Igreja da Consolação reúne fiéis para celebrar exemplo de Santa Mônica

A Igreja de Nossa Senhora da Consolação, em Cachoeiro de Itapemirim, acolheu, na noite de 27 de janeiro, a Celebração Eucarística em memória de Santa Mônica, reunindo o “Grupo das Mães Mônica” em um momento de fé, oração e gratidão. A missa das 19h foi presidida pelo vigário paroquial, Frei José Alexandre Matos, O.A.R.

Durante a homilia, Frei Alexandre destacou Santa Mônica como exemplo de fé perseverante, confiança em Deus e dedicação incansável à família. Segundo o sacerdote, assim como a mãe de Santo Agostinho, as integrantes do grupo se reúnem todos os dias 27 para interceder pelos filhos, unidas à espiritualidade da família Agostiniana Recoleta.

O vigário ressaltou que viver a experiência com Deus exige abertura do coração e atitude constante de gratidão. “Para vermos as maravilhas de Deus é preciso ter o coração aberto e grato a cada momento, gratos porque a sua presença nos sustenta. Levamos para as nossas famílias essa presença de Deus?”, provocou.

Ao recordar a vida de Santa Mônica, Frei Alexandre enfatizou sua perseverança mesmo diante de conflitos familiares e dificuldades pessoais.
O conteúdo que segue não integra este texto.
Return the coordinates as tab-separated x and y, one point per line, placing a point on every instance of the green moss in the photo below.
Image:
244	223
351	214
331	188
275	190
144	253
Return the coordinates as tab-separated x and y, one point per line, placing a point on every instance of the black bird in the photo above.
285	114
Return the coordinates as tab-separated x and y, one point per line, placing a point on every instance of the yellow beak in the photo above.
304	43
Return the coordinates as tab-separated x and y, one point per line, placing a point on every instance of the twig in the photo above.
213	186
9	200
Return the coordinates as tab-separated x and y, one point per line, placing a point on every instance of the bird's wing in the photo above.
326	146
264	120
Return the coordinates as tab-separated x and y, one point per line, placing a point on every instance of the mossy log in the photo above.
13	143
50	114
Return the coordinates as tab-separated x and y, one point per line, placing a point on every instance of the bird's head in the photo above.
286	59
Ele destacou que a santa permaneceu firme na fé, acolhendo a Deus diariamente e confiando que as bênçãos também se manifestam nos tempos de provação.

Entre os pontos centrais da reflexão, o religioso ressaltou os pilares que sustentam a vitória da família, segundo Santa Mônica: a Palavra de Deus, a oração e a perseverança. Inspirado pelo salmo proclamado na liturgia, convidou os fiéis a abrirem as portas do coração ao “Rei da Glória”, permitindo que Deus transforme a realidade de cada lar.

“Se você reconhece que seu filho é dom de Deus, não desista dele. Insista. O consolo virá de Deus”, afirmou, ao encorajar as mães a manterem a esperança viva.

Encerrando a celebração, Frei Alexandre reforçou que nenhuma situação está fora do alcance da graça divina. Para ele, o exemplo de Santa Mônica inspira os fiéis a manterem um coração reto e confiante, louvando a Deus mesmo em meio às tribulações.

 

Santa Mônica

Santa Mônica nasceu em 331, em Tagaste, atual Argélia, no norte da África, em uma família cristã abastada. Desde cedo, destacou-se pela profunda espiritualidade, alimentada pela oração, pelos Sacramentos e pelo serviço à Igreja.

Casou-se com Patrício, um homem pagão, de temperamento difícil e infiel. Com paciência, bondade e oração, Mônica conseguiu transformar o coração do marido, conduzindo-o à fé cristã. Tornou-se mãe de três filhos, entre eles Santo Agostinho, a quem educou nos princípios cristãos.

Após ficar viúva aos 39 anos, dedicou-se intensamente aos filhos, especialmente a Agostinho, cuja vida distante da fé lhe causou grande sofrimento. Persistente na oração, acompanhou os passos do filho em diferentes lugares, chegando até Milão, onde presenciou sua conversão ao cristianismo, influenciada por Santo Ambrósio.

Em Óstia, Mônica e Agostinho viveram um profundo momento espiritual, conhecido como o “êxtase em Óstia”. Sentindo ter cumprido sua missão, Mônica faleceu poucos dias depois, aos 56 anos.

Inicialmente sepultada em Óstia Antiga, suas relíquias foram posteriormente transferidas para Roma, onde permanecem na Basílica de Santo Agostinho, como testemunho de sua fé, perseverança e amor materno.